Paket komplit sekali untuk menikmati waktu tenang. Karena masih pagi, keluargaku yang lain pada tidur semua. Beh, nikmatnya. Aku jadi ngayal jauh-jauh kalo misalkan aku hidup sendiri, di kamar sendiri, semuanya sendiri, nggak ada yang ganggu, itu nikmat banget sih.

Akhirnya aku mulai nulis semuanya. Tentang mimpi dan rencanaku untuk kedepannya, yang pastinya sangat detail dan panjang. Semua tulisan itu, akan aku tuang kembali di sini.

Bagian 3; Mau kuliah ke mana? 

Dari dulu, orangtuaku selalu mensodok aku dengan mimpi melanjutkan studi ke Madinah, atau intinya ke Timur Tengah. Karena memang untuk dari berbagai sisi, lebih aman dan lebih mudah untuk menjaga diri dan mempertahankan agama di tempat yang justru pusatnya peribadatan.

Dan aku yang memang hampir setiap saat selalu mendengar kata ‘Madinah’ dan ‘UIM(Universitas Islam Madinah)’ ya jelas aku terhipnotis.

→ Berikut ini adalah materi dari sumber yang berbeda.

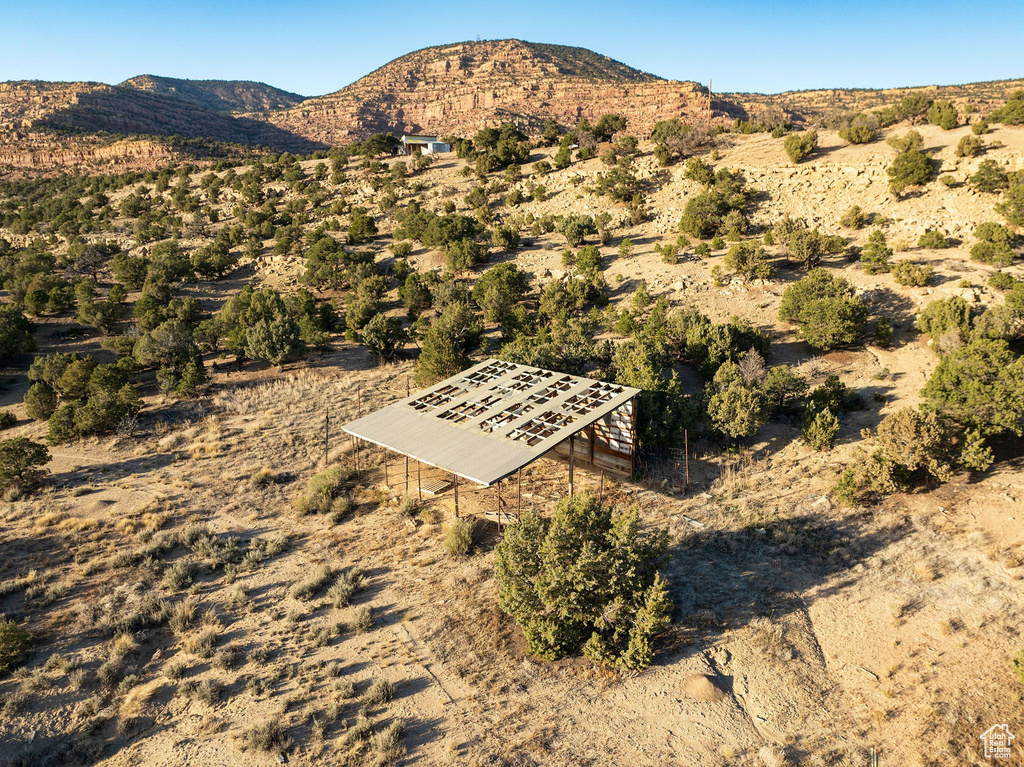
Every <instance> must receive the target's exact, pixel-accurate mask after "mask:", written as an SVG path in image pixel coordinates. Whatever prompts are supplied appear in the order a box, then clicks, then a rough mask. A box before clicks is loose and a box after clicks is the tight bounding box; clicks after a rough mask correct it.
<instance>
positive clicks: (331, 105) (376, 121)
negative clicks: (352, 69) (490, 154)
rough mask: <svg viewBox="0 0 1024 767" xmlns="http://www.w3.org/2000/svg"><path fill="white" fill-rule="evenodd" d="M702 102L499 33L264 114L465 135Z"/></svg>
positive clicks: (601, 64) (594, 63)
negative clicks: (505, 122)
mask: <svg viewBox="0 0 1024 767" xmlns="http://www.w3.org/2000/svg"><path fill="white" fill-rule="evenodd" d="M707 109H708V99H707V90H706V89H703V88H701V87H700V86H699V85H697V84H696V83H689V82H687V83H683V82H672V81H668V80H662V79H660V78H656V77H653V76H651V75H647V74H646V73H642V72H639V71H637V70H633V69H631V68H629V67H626V66H624V65H622V63H618V62H617V61H613V60H612V59H610V58H607V57H605V56H601V55H599V54H597V53H593V52H591V51H588V50H584V49H582V48H570V47H567V46H561V45H540V44H536V43H526V42H522V41H520V40H497V41H484V42H466V43H458V44H456V45H449V46H438V47H432V48H424V49H423V50H419V51H416V52H414V53H410V54H408V55H404V56H401V57H400V58H396V59H395V60H393V61H391V62H390V63H388V65H385V66H384V67H382V68H380V69H379V70H376V71H374V72H372V73H370V74H369V75H367V76H366V77H364V78H361V79H360V80H358V81H356V82H355V83H353V84H351V85H349V86H346V87H344V88H342V89H341V90H339V91H337V92H335V93H330V94H328V95H326V96H318V97H316V98H310V99H308V100H306V101H304V102H303V103H301V104H299V105H298V106H296V108H295V109H292V110H288V111H285V112H281V113H276V114H273V115H270V116H269V118H268V119H269V120H270V121H271V122H272V123H273V124H274V125H279V126H281V127H283V128H286V129H288V130H291V131H293V132H295V133H298V134H300V135H303V136H306V137H307V138H310V139H312V140H317V141H325V142H328V143H338V142H343V141H345V140H350V139H351V138H352V137H362V136H365V135H366V134H367V133H376V132H379V131H383V130H394V131H395V132H396V133H397V132H399V131H400V132H409V133H420V132H427V131H429V132H436V133H443V134H445V135H446V134H450V133H451V134H458V135H461V134H464V133H472V132H475V131H476V130H477V129H479V128H480V127H482V126H483V125H489V124H494V123H495V122H502V121H509V122H516V123H519V124H520V125H521V127H522V128H523V129H526V128H531V129H536V128H539V127H540V125H541V123H542V122H543V121H544V119H546V118H549V119H552V120H555V121H557V122H559V123H561V124H563V125H575V124H577V123H578V122H579V121H580V120H581V119H582V118H586V119H589V120H597V119H598V118H599V117H600V116H601V115H604V114H607V113H609V112H613V113H617V114H623V115H626V116H627V117H628V118H629V119H630V120H631V121H632V124H633V125H635V126H636V129H637V130H638V131H640V132H645V131H649V130H650V129H651V128H652V127H653V125H654V122H655V121H657V120H665V119H669V118H673V117H675V118H697V117H699V116H701V115H705V114H707Z"/></svg>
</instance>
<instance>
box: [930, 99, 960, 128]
mask: <svg viewBox="0 0 1024 767" xmlns="http://www.w3.org/2000/svg"><path fill="white" fill-rule="evenodd" d="M956 118H957V115H956V108H955V106H953V104H952V101H935V102H934V103H933V104H932V105H931V106H930V108H929V110H928V122H930V123H931V124H932V125H938V126H939V127H940V128H942V130H952V129H953V128H955V127H956Z"/></svg>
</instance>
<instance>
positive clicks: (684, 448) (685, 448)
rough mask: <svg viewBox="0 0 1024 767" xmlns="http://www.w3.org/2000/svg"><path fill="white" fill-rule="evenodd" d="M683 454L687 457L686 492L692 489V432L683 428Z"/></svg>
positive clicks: (686, 465) (689, 490)
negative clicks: (690, 453)
mask: <svg viewBox="0 0 1024 767" xmlns="http://www.w3.org/2000/svg"><path fill="white" fill-rule="evenodd" d="M683 455H684V456H685V457H686V492H687V493H689V491H690V434H689V431H687V430H686V429H683Z"/></svg>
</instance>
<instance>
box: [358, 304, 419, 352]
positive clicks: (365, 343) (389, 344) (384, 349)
mask: <svg viewBox="0 0 1024 767" xmlns="http://www.w3.org/2000/svg"><path fill="white" fill-rule="evenodd" d="M408 340H409V334H408V333H406V329H404V328H402V326H401V321H400V319H398V318H397V317H391V316H387V315H385V314H384V313H378V314H374V316H373V317H371V319H370V322H369V323H367V324H366V326H365V327H364V329H362V343H365V344H366V345H367V349H369V350H370V352H371V353H373V354H376V355H377V358H378V359H379V360H380V361H381V363H385V361H387V360H389V359H392V358H393V357H394V355H395V353H396V352H398V351H399V350H400V349H401V348H402V346H404V345H406V342H407V341H408Z"/></svg>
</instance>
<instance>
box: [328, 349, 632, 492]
mask: <svg viewBox="0 0 1024 767" xmlns="http://www.w3.org/2000/svg"><path fill="white" fill-rule="evenodd" d="M639 392H640V390H639V389H634V388H631V387H629V386H620V385H617V384H609V383H605V382H602V381H596V380H594V379H590V378H581V377H579V376H568V375H565V374H563V373H555V372H553V371H546V370H542V369H540V368H532V367H529V366H526V365H516V364H514V363H504V361H500V360H497V359H486V360H484V361H482V363H480V364H479V365H476V366H473V367H472V368H470V369H469V370H466V371H463V372H462V373H459V374H458V375H455V376H452V377H451V378H447V379H445V380H443V381H441V382H439V383H437V384H434V385H433V386H431V387H429V388H427V389H424V390H421V391H418V392H417V393H415V394H413V395H411V396H408V397H406V398H404V399H399V400H398V401H396V402H393V403H391V404H389V406H387V407H385V408H381V409H380V410H378V411H375V412H374V413H371V414H370V415H368V416H364V417H362V418H359V419H356V420H355V421H352V422H350V423H348V424H345V426H343V427H342V428H343V430H344V431H345V432H347V433H349V434H351V435H352V436H355V437H357V438H359V439H365V440H366V441H368V442H373V443H374V444H379V445H381V446H383V448H387V449H388V450H390V451H394V452H395V453H400V454H402V455H406V456H409V457H410V458H413V459H416V460H417V461H420V462H422V463H425V464H429V465H430V466H434V467H436V468H439V469H443V470H444V471H450V472H452V473H454V474H457V475H458V476H460V477H462V478H464V479H468V480H469V481H471V482H476V483H477V484H482V485H492V484H494V483H495V482H497V481H499V480H501V479H504V478H505V477H507V476H509V475H510V474H513V473H515V472H516V471H517V470H519V469H521V468H523V467H524V466H527V465H528V464H530V463H532V462H534V461H536V460H538V459H539V458H541V457H542V456H544V455H545V454H546V453H548V452H549V451H551V450H553V449H554V448H555V446H556V445H558V444H559V443H560V442H561V441H562V440H564V439H566V438H568V437H569V436H570V435H571V434H574V433H577V432H579V431H581V430H582V429H585V428H587V427H588V426H590V425H591V424H593V423H595V422H596V421H598V420H600V419H602V418H604V417H605V416H607V415H608V414H609V413H611V412H612V411H614V410H615V409H617V408H620V407H621V406H623V404H625V403H626V402H628V401H629V400H630V399H632V398H633V397H634V396H636V395H637V394H638V393H639Z"/></svg>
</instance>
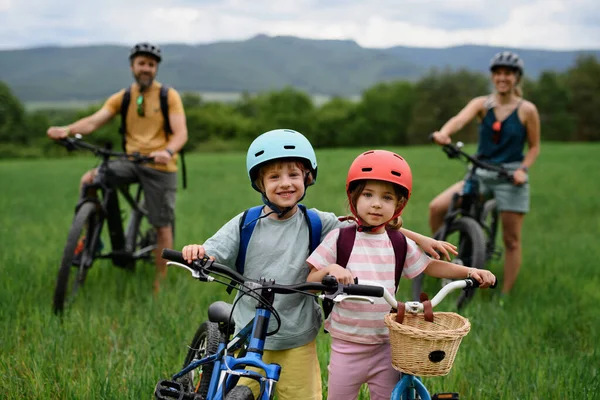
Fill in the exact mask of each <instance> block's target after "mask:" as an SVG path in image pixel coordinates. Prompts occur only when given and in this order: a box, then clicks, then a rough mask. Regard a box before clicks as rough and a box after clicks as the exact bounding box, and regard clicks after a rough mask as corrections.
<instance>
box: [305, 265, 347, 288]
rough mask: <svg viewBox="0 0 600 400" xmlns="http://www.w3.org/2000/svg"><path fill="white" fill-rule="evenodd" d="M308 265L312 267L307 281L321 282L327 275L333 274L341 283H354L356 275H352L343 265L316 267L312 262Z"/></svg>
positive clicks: (331, 274)
mask: <svg viewBox="0 0 600 400" xmlns="http://www.w3.org/2000/svg"><path fill="white" fill-rule="evenodd" d="M308 266H309V267H310V272H309V273H308V277H307V278H306V281H307V282H321V281H322V280H323V278H324V277H325V276H326V275H332V276H335V278H336V279H337V281H338V282H339V283H343V284H349V283H354V277H353V276H352V273H351V272H350V271H348V270H347V269H346V268H344V267H342V266H341V265H338V264H330V265H328V266H327V267H325V268H322V269H316V268H315V267H314V266H312V265H311V264H308Z"/></svg>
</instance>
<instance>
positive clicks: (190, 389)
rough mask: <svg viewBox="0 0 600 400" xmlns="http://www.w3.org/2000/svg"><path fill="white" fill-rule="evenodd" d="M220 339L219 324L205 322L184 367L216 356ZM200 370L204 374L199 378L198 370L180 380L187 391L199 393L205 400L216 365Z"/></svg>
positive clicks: (191, 371)
mask: <svg viewBox="0 0 600 400" xmlns="http://www.w3.org/2000/svg"><path fill="white" fill-rule="evenodd" d="M220 337H221V333H220V332H219V325H218V324H217V323H215V322H209V321H206V322H203V323H202V324H201V325H200V326H199V327H198V329H197V330H196V333H195V334H194V338H193V339H192V343H191V344H190V348H189V350H188V352H187V354H186V356H185V360H184V362H183V366H184V367H187V366H188V365H189V363H191V362H192V361H193V360H194V359H201V358H205V357H207V356H209V355H212V354H215V353H216V352H217V350H218V349H219V341H220ZM200 368H201V370H202V372H201V374H200V375H199V376H197V375H198V372H197V371H198V370H197V369H196V370H193V371H190V372H188V373H187V374H186V375H184V376H183V377H181V378H179V381H180V382H181V383H182V384H183V385H184V387H185V389H186V391H188V392H193V393H198V394H199V395H201V396H202V397H203V398H206V395H207V394H208V388H209V385H210V379H211V377H212V373H213V368H214V364H212V363H211V364H205V365H203V366H201V367H200Z"/></svg>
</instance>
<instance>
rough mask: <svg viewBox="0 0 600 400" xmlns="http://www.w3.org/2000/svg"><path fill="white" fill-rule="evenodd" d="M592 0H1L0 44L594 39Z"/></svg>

Seolah, ‘tujuan aku hanya ke UIM.’ Tapi setelah lewat beberapa waktu, aku mulai tersadar, “Apakah mimpiku sesaklek itu?” 

Kan Timur Tengah bukan satu-satunya tempat di mana aku bisa berkembang menjadi lebih baik lagi. Aku masih bisa ngincer univ lain yang mereka juga terbaik dan bagus, kan? Orangtuaku selama ini juga sebenernya nggak pernah memaksa 

“Oh, KaMu CuMa BoLeH kUlIaH ke UIM AjA yA. NgGaK BoLeH yAnG LaIn.”

Alhamdulillah orangtua aku nggak gitu. Cuma karena selama ini akunya yang terhipnotis dengan ribuan kata Madinah masuk ke telingaku,dan itu nggak cuma dari orangtua, tapi dari berbagai pihak lain, jadi aku kayak cuma bisa ngeliat satu titik itu aja.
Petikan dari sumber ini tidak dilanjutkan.